Where are the differences? What's the first step? With a fresh perspective, the following stood out:

sub Uidl {
    my $me = shift;
    my $num = shift;
    return $me->ListArray($num, 'UIDL');
}

A partner helps you overcome familiarity and fear of change which make it hard to see simplifications like this one.

Sharing with Code References

It's clear that List and ListArray are almost identical. The problem is that they differ in the middle of the loop. Perl code references are a great way to factor out differences especially within loops:

sub List {
    return _list(
        sub {
            my $line = shift;
            my $retarray = shift;
            push(@$retarray, $line);
            return;
        },
        @_,
    );
}

sub ListArray {
    return _list(
        sub {
            my($num, $value) = split ' ', shift;
            my $retarray = shift;
            $retarray->[$num] = $value;
            return;
        },
        @_,
    );
}

sub _list {
    my $parse_line = shift;
    my $me = shift;
    my $num = shift || '';
    my $CMD = shift || 'LIST';
    $CMD =~ tr/a-z/A-Z/;
    $me->Alive() or return;
    my @retarray = ();
    my $ret = '';
    $me->_checkstate('TRANSACTION', $CMD) or return;
    $me->_sockprint($CMD, $num ? " $num" : '', $me->EOL());
    my $line = $me->_sockread();
    unless (defined $line) {
        $me->Message("Socket read failed for $CMD");
        return;
    }
    $line =~ /^\+OK/ or $me->Message("$line") and return;
    if ($num) {
        $line =~ s/^\+OK\s*//;
        return $line;
    }
    while (defined($line = $me->_sockread())) {
        $line =~ /^\.\s*$/ and last;
        $ret .= $line;
        chomp $line;
        $parse_line->($line, \@retarray);
    }
    if ($ret) {
        return wantarray ? @retarray : $ret;
    }
}

We pass an anonymous subroutine as _list's first parameter, $parse_line, for the reason described in Refactor Then Fix.
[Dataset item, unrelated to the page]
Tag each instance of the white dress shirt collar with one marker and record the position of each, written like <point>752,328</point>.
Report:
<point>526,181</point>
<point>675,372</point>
Refactoring Illuminates Fixes

The List, ListArray, and Uidl methods are bimodal. When called without arguments, they return a list of values. When passed a message number, the value for that message number alone is returned. The message number cases failed in our unit test.

The code reference refactoring shows us where the fault lies: $parse_line is not called when _list is called with an argument. It also needs to chomp the $line to match the behavior:

    if ($num) {
        $line =~ s/^\+OK\s*//;
        chomp $line;
        return $parse_line->($line);
    }

The anonymous subroutines in List and ListArray need to be bimodal for this refactoring to work:

sub List {
    return _list(
        sub {
            my $line = shift;
            my $retarray = shift or return $line;
            push(@$retarray, $line);
            return;
        },
        @_,
    );
}

sub ListArray {
    return _list(
        sub {
            my($num, $value) = split ' ', shift;
            my $retarray = shift or return $value;
            $retarray->[$num] = $value;
            return;
        },
        @_,
    );
}

By compressing the business logic, its essence and errors become apparent. Less code is almost always better than more code.
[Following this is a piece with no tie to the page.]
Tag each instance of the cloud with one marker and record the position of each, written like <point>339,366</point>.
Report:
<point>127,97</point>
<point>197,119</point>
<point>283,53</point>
While advanced constructs like code references may be difficult to understand for those unfamiliar with them, dumbing down the code is not a good option. Defaulting to the least common denominator produces dumb code and ignorant programmers. In XP, change occurs not only the project artifacts but also in ourselves. Learning and teaching are an integral part of the XP methodology.

Brush and Floss Regularly

This chapter presents a glimpse of design on demand. Each refactoring was implemented and tested separately. The trick to refactoring successfully is taking baby steps.
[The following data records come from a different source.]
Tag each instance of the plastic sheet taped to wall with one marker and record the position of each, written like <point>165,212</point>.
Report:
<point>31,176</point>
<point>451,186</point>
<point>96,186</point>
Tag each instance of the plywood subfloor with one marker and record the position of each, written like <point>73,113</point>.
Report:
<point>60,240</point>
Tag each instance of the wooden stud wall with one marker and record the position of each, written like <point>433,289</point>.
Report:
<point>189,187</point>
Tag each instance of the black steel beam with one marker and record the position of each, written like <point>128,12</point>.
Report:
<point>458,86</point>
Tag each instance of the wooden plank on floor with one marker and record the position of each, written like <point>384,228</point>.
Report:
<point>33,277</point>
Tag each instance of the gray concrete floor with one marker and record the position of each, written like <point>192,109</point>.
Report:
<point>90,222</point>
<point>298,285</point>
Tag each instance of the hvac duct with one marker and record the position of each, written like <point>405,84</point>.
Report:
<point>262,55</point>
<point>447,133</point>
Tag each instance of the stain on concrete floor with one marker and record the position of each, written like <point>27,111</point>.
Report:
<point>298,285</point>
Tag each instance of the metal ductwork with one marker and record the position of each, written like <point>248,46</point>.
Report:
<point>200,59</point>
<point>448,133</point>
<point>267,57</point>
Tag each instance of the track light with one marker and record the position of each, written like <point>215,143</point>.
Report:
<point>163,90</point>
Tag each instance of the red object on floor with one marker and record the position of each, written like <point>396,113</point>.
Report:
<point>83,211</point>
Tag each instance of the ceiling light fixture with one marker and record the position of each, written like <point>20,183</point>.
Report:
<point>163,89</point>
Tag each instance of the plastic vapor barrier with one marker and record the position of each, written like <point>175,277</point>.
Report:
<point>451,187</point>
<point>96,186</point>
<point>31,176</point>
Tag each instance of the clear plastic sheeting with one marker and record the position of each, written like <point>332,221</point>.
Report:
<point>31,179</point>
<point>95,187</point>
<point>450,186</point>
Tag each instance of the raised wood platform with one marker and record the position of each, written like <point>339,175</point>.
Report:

I like to compare refactoring to brushing your teeth. Your best shot at preventing tooth decay is to brush briefly after each meal and to floss daily. Alternatively, you could just wait for cavities to appear and have them filled. The short term cost in pain, money, and time is much greater if you do. In the long term, too many fillings create structural problems and the tooth has to be replaced.

Refactoring is preventative maintenance, like tooth brushing. Quick fixes are like fillings. Eventually, they create structural problems and require the implementation to be replaced. Like teeth, complete rewrites are unnecessarily painful and costly.

XP encourages you to do the simplest thing that could possibly work (tactics) to address the immediate problem . You refactor your code to express concepts once and only once (strategy) to prevent structural problems. And, don't forget that brushing and flossing support pair programming.

Footnotes

1. Don Roberts came up with this rule, and it is noted in Refactoring: Improving the Design of Existing Code, Martin Fowler, Addison Wesley, 1999, p. 58.

2. http://search.cpan.org/author/SDOWD/POP3Client-2.12

3. There are numerous CPAN classes for generating accessors. The purpose of this refactoring is to demonstrate the technique of generating code to reduced repetition. In the real world, you'd use one of the CPAN classes or, better yet, eschew accessors in favor a super-class which implements accessors via get and put methods.

4. There are some minor changes to whitespace, indentation, and brace placement for consistency and brevity within this book.

5. Except in FORTRAN, where the name of the variable can determine its type.

6. When making changes to CPAN modules, XP, nor any other methodology, helps to validate uses in the (unknown) importers.